AggregateNode also supports single key sessions. In order to enable the single key session, SessionSize has to be set to 1. In this case, AggregateNode is assuming that all keys of input messages are already grouped in packs. It means all messages with the same key stay together. Any new key will trigger the previous aggregation session terminated.

You are free to choose any names for the four fixed outlinks. But AggregateNode always assumes the first outlink for done, the second for bypass, the third for failure and the last for nohit.
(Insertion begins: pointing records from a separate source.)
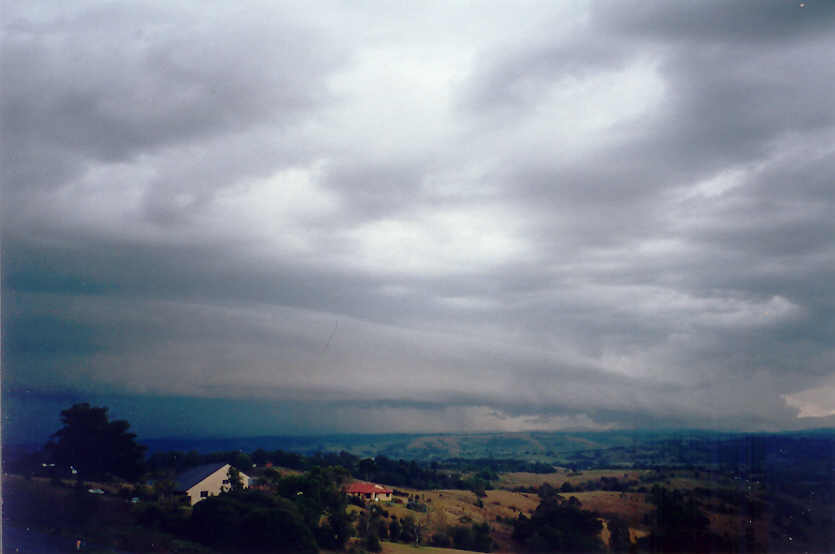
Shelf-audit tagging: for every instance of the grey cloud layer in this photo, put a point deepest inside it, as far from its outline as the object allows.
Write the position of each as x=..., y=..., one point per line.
x=615, y=217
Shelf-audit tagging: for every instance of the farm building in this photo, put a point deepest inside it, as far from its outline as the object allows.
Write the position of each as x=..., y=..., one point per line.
x=369, y=491
x=204, y=481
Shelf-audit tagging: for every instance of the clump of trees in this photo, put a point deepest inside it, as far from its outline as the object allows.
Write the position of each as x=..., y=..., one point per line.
x=678, y=525
x=559, y=525
x=95, y=446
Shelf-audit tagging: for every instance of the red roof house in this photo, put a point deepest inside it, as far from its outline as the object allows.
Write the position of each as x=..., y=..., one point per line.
x=368, y=491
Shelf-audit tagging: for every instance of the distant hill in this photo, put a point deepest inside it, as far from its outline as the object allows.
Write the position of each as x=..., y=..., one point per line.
x=549, y=447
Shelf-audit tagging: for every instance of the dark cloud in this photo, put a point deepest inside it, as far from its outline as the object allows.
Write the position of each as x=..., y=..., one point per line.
x=618, y=217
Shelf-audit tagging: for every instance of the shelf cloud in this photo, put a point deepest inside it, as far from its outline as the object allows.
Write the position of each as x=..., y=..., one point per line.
x=371, y=217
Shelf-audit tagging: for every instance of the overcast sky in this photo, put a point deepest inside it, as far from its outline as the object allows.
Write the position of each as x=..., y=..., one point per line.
x=367, y=216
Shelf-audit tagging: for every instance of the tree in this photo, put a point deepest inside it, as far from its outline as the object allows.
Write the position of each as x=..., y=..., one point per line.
x=235, y=482
x=96, y=446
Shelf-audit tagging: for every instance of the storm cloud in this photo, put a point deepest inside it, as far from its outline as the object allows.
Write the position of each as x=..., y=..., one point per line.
x=371, y=217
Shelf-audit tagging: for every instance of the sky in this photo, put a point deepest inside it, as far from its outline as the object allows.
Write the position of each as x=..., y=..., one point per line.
x=290, y=218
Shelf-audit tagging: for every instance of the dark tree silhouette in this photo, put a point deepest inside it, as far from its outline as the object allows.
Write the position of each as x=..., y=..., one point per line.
x=95, y=446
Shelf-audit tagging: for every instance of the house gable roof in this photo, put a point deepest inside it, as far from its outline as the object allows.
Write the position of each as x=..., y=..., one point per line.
x=365, y=488
x=191, y=477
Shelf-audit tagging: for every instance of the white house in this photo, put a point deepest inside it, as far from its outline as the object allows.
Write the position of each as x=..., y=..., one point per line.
x=204, y=481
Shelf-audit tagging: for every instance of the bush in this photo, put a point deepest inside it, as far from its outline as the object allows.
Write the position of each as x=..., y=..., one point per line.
x=372, y=544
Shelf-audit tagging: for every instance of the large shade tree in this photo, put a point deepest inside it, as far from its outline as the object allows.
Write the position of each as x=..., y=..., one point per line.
x=95, y=446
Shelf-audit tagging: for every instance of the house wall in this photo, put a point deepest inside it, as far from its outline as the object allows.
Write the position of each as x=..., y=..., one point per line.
x=213, y=484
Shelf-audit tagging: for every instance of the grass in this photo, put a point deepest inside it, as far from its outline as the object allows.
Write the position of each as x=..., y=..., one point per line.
x=524, y=479
x=400, y=548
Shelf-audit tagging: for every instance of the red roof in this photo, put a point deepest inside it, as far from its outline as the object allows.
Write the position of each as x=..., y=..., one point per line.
x=365, y=488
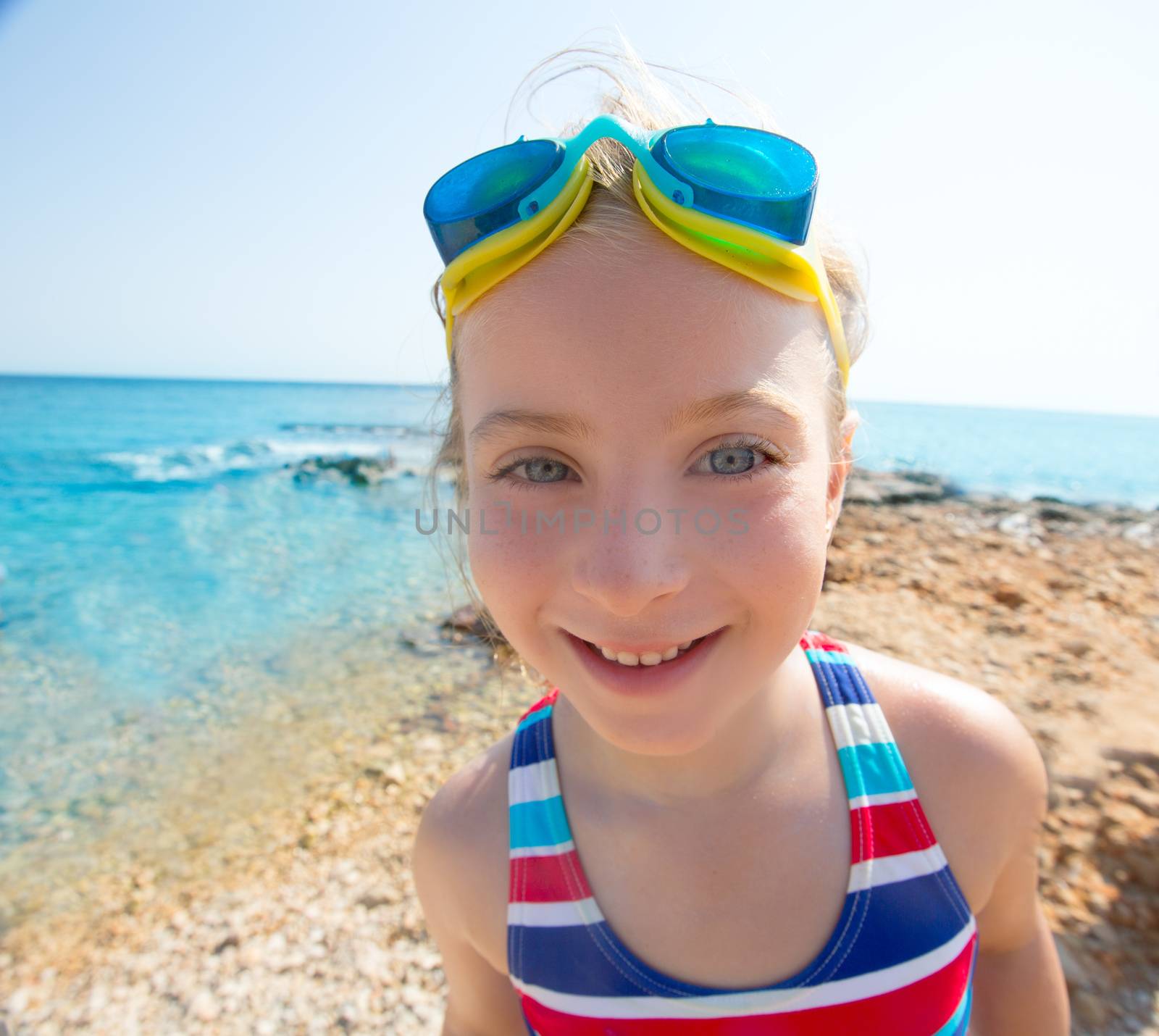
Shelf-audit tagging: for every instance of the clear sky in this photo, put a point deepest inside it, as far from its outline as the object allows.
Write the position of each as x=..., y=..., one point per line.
x=235, y=191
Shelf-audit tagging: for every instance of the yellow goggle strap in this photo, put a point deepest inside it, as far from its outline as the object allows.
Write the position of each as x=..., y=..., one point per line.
x=795, y=270
x=485, y=264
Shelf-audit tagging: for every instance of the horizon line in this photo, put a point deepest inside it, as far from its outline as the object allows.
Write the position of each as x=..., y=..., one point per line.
x=440, y=385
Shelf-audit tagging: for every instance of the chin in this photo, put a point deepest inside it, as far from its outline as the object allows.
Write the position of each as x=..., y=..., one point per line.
x=675, y=732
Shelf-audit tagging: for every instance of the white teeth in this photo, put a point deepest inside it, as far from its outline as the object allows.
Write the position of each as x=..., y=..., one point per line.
x=647, y=659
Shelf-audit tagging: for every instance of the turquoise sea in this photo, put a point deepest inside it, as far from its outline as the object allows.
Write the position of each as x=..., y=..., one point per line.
x=165, y=574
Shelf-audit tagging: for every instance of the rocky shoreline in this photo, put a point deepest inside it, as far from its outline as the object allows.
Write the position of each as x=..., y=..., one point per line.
x=1052, y=606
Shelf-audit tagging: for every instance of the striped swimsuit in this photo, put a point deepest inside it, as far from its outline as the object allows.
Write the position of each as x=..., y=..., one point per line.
x=900, y=961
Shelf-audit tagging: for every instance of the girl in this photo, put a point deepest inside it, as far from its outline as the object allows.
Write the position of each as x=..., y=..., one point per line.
x=705, y=824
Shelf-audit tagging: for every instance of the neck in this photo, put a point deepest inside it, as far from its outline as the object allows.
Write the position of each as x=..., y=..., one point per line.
x=751, y=743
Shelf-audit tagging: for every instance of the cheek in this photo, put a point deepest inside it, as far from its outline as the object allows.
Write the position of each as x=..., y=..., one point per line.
x=780, y=556
x=513, y=569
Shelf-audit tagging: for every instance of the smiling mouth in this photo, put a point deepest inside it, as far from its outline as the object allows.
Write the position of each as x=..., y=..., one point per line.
x=647, y=661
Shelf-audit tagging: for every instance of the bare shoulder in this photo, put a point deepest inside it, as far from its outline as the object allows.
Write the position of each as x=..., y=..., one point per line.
x=979, y=775
x=461, y=852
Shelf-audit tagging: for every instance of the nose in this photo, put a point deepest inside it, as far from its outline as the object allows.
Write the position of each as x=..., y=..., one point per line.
x=624, y=569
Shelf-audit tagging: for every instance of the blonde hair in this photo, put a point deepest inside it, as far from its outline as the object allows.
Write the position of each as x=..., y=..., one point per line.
x=612, y=216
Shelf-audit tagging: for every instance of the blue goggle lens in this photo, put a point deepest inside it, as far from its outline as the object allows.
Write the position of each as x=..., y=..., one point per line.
x=745, y=175
x=481, y=195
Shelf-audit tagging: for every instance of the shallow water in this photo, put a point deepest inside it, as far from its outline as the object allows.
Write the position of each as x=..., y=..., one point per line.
x=188, y=630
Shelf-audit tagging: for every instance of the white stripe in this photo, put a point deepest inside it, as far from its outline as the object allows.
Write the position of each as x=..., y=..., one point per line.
x=556, y=850
x=532, y=782
x=556, y=914
x=881, y=871
x=882, y=798
x=858, y=724
x=759, y=1001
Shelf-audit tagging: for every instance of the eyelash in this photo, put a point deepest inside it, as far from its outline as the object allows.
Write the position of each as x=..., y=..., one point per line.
x=748, y=442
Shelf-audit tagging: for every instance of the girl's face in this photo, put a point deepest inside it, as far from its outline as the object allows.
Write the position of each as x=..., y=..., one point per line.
x=585, y=388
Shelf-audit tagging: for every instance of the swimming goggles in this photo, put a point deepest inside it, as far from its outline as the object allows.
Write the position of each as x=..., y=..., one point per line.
x=740, y=196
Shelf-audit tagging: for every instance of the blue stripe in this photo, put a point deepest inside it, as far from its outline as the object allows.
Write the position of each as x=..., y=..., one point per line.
x=872, y=769
x=838, y=677
x=533, y=717
x=960, y=1019
x=892, y=924
x=826, y=655
x=538, y=823
x=532, y=743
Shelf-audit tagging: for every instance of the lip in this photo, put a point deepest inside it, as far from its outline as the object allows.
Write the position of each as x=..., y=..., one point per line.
x=645, y=680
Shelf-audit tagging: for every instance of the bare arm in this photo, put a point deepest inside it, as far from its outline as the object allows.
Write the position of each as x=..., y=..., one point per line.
x=1019, y=984
x=481, y=1001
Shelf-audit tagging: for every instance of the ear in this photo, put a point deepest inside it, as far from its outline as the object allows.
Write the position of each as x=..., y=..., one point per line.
x=838, y=473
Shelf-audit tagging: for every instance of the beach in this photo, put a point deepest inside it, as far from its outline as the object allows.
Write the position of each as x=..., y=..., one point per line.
x=310, y=923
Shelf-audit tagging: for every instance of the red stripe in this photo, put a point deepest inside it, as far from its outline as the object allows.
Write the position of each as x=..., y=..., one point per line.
x=546, y=700
x=916, y=1010
x=548, y=879
x=888, y=829
x=824, y=643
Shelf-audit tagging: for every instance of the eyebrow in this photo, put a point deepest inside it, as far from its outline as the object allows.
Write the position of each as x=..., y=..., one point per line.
x=758, y=400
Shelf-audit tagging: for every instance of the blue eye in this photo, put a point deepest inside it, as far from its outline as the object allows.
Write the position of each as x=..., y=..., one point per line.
x=740, y=459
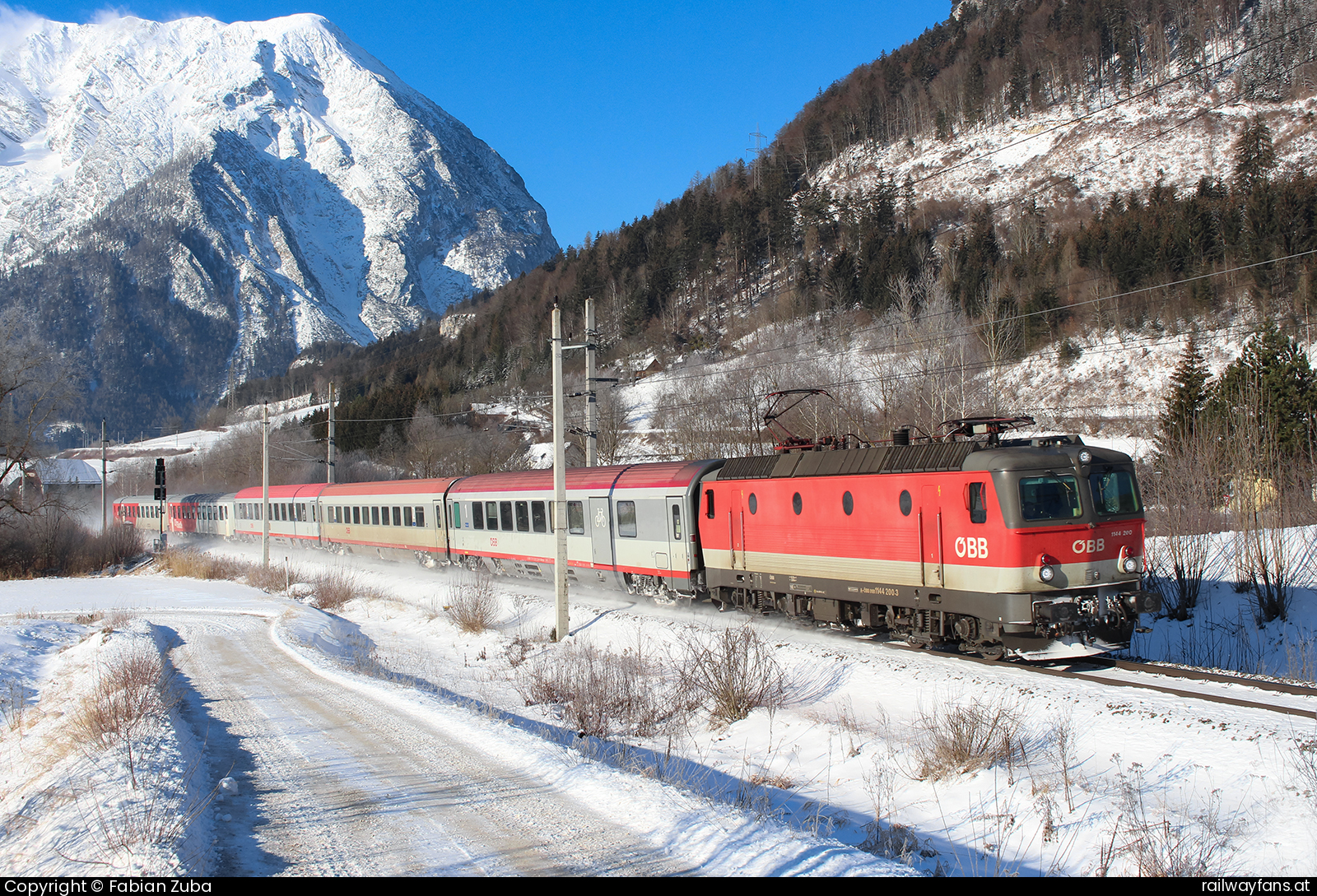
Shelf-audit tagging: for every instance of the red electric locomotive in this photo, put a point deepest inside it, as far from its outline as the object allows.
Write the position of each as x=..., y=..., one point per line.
x=1029, y=548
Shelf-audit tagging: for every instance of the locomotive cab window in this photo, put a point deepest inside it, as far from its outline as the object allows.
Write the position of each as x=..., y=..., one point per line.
x=1050, y=498
x=978, y=508
x=1115, y=492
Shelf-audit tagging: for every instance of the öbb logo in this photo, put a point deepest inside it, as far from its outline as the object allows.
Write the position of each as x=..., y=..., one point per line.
x=976, y=548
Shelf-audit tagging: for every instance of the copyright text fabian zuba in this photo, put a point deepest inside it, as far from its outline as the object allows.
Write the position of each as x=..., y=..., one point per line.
x=105, y=886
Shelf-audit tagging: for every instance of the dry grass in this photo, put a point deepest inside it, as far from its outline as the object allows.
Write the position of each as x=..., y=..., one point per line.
x=956, y=740
x=270, y=579
x=1165, y=843
x=472, y=604
x=197, y=564
x=333, y=588
x=601, y=692
x=52, y=542
x=132, y=692
x=734, y=672
x=1305, y=768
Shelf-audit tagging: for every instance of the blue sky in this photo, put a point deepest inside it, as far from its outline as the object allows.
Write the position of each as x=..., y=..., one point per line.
x=603, y=108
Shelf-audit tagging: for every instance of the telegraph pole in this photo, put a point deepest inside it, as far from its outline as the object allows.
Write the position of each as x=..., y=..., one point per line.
x=560, y=487
x=329, y=458
x=265, y=485
x=592, y=410
x=105, y=516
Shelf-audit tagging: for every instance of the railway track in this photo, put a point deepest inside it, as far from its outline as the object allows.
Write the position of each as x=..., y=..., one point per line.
x=1189, y=683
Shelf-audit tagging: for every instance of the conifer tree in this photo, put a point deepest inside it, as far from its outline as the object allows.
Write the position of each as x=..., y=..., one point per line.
x=1189, y=397
x=1277, y=371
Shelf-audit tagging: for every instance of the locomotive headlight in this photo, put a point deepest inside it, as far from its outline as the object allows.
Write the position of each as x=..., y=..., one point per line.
x=1128, y=564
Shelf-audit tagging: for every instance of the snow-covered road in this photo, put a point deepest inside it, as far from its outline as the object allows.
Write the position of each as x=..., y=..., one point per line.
x=337, y=782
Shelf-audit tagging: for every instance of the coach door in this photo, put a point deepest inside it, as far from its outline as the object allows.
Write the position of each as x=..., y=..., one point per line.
x=678, y=538
x=930, y=536
x=601, y=532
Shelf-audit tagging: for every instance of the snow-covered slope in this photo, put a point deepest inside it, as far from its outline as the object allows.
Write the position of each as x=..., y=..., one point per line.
x=1079, y=157
x=323, y=197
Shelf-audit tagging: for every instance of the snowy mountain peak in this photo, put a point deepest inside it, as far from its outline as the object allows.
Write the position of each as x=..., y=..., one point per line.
x=327, y=199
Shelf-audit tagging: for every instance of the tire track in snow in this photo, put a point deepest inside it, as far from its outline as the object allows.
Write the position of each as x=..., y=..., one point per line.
x=336, y=783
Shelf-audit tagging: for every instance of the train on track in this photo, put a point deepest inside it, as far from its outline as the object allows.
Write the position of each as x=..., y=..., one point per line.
x=1027, y=548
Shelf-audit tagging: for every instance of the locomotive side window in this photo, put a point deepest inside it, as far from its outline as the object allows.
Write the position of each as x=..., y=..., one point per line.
x=627, y=518
x=978, y=509
x=1115, y=492
x=1050, y=498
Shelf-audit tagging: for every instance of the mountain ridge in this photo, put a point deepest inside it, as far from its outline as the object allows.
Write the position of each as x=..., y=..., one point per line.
x=319, y=187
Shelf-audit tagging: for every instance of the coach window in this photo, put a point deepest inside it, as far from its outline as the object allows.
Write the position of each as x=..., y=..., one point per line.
x=978, y=508
x=627, y=518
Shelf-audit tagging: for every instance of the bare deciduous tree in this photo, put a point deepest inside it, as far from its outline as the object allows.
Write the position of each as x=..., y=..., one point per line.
x=35, y=384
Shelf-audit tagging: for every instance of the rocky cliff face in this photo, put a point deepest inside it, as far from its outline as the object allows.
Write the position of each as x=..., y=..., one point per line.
x=236, y=193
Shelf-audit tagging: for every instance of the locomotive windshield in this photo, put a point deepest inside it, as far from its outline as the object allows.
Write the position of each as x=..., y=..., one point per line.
x=1115, y=492
x=1050, y=498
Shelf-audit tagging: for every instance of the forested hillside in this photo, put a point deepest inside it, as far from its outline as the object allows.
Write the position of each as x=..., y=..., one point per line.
x=768, y=244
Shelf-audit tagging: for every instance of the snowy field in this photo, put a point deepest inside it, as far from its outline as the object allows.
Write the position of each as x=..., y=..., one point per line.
x=838, y=778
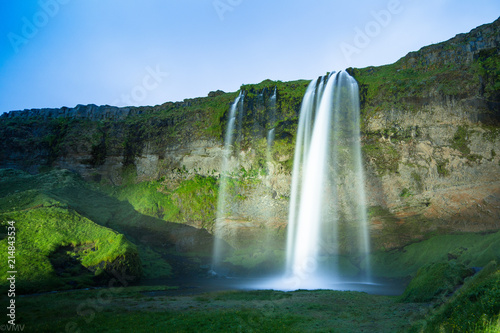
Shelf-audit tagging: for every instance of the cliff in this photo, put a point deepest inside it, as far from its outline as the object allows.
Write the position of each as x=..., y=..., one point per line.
x=430, y=126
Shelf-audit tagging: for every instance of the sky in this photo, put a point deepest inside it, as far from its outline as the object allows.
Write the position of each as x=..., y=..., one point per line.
x=56, y=53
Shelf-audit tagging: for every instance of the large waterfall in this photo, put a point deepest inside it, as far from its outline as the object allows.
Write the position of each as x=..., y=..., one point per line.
x=327, y=214
x=327, y=223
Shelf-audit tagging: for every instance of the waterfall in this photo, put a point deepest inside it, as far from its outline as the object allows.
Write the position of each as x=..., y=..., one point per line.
x=272, y=120
x=235, y=116
x=327, y=204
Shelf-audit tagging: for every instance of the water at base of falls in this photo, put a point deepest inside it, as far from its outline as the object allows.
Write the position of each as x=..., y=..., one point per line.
x=327, y=214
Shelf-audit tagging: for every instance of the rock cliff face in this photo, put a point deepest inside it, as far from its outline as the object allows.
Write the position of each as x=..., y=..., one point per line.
x=430, y=143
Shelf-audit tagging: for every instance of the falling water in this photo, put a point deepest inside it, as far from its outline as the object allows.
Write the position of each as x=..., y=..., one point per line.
x=272, y=120
x=327, y=214
x=235, y=113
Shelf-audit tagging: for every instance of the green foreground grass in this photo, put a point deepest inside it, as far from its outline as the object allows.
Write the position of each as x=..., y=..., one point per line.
x=135, y=310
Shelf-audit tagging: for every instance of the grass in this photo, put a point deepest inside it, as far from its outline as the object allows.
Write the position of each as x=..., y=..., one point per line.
x=134, y=310
x=475, y=307
x=472, y=250
x=44, y=225
x=435, y=281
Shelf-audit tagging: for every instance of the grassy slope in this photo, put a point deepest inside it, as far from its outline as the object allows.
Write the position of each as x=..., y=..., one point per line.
x=58, y=209
x=44, y=225
x=131, y=310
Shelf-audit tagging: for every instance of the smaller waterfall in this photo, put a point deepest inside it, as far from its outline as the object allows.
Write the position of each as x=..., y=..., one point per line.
x=235, y=116
x=272, y=120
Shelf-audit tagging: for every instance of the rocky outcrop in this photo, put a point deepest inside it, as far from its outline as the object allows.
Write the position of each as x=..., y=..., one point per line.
x=459, y=50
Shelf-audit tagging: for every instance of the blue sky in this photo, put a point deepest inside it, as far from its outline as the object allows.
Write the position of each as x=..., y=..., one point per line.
x=56, y=53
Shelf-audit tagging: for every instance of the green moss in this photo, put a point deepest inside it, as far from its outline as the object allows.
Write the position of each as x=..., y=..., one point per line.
x=434, y=281
x=475, y=307
x=441, y=168
x=385, y=157
x=405, y=193
x=469, y=249
x=42, y=231
x=460, y=140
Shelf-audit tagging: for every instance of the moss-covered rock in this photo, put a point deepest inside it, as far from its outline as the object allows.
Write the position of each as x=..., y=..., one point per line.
x=435, y=281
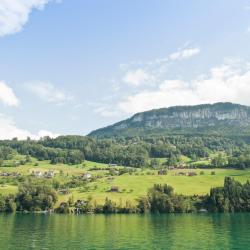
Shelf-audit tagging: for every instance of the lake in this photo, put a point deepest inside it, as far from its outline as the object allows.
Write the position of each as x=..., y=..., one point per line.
x=174, y=231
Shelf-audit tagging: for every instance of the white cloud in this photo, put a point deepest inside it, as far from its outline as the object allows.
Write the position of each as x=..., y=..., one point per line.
x=137, y=77
x=14, y=14
x=9, y=130
x=7, y=95
x=227, y=82
x=184, y=54
x=49, y=93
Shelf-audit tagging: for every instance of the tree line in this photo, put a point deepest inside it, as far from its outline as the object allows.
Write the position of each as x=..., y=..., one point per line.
x=232, y=197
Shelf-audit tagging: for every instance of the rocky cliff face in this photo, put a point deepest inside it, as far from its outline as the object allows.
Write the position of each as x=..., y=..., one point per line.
x=183, y=117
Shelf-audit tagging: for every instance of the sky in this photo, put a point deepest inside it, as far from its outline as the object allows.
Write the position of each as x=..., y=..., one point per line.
x=72, y=66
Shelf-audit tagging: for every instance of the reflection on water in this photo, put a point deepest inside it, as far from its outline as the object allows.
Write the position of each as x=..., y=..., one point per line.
x=187, y=231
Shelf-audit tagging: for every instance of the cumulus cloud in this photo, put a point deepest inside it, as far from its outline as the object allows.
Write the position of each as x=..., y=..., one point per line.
x=14, y=14
x=7, y=95
x=184, y=54
x=9, y=130
x=49, y=93
x=228, y=82
x=137, y=77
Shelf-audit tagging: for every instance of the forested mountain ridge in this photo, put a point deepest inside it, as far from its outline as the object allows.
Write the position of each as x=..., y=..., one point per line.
x=218, y=118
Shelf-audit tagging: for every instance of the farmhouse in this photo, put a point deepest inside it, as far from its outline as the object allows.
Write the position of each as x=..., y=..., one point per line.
x=49, y=174
x=37, y=174
x=87, y=176
x=112, y=165
x=162, y=172
x=114, y=189
x=191, y=174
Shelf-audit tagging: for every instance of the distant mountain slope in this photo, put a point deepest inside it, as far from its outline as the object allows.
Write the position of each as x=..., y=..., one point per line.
x=218, y=118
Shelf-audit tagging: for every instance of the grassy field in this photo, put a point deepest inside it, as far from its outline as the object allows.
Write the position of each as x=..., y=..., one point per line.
x=130, y=186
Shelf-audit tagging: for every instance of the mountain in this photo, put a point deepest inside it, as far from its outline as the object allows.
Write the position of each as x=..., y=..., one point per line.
x=218, y=118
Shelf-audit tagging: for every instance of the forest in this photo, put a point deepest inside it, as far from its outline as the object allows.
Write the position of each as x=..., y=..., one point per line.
x=134, y=151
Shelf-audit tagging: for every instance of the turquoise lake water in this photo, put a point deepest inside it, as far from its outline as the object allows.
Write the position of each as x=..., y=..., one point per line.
x=179, y=231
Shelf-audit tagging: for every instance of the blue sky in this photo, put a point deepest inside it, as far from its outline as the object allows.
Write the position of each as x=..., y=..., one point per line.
x=71, y=66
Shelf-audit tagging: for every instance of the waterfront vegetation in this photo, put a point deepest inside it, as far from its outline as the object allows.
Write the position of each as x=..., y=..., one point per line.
x=61, y=174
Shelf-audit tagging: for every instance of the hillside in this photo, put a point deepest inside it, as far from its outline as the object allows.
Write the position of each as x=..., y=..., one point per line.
x=218, y=118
Any two or more outlinks can share the same outlink name. It means these outlinks are sharing the same output channel.

Apart from the common properties, there are some implementation specific properties for AggregateNode.
Property Name Data Type Requirement Description Examples
SessionSize integer optional default limit on number of the cached messages in a rule 100000 (default: 0)
Heartbeat integer optional interval in sec to check sessions 30 (default: 60)
Threshold 3 integers delimited by comma optional threshold for the cache to be flushed 100,500,1000 (default: 0)
where SessionSize is the default maximum number of cached messages in a rule. Heartbeat controls how often to check the session state. A session can be terminated by size-overflow, by expiration, by count or by a terminator message.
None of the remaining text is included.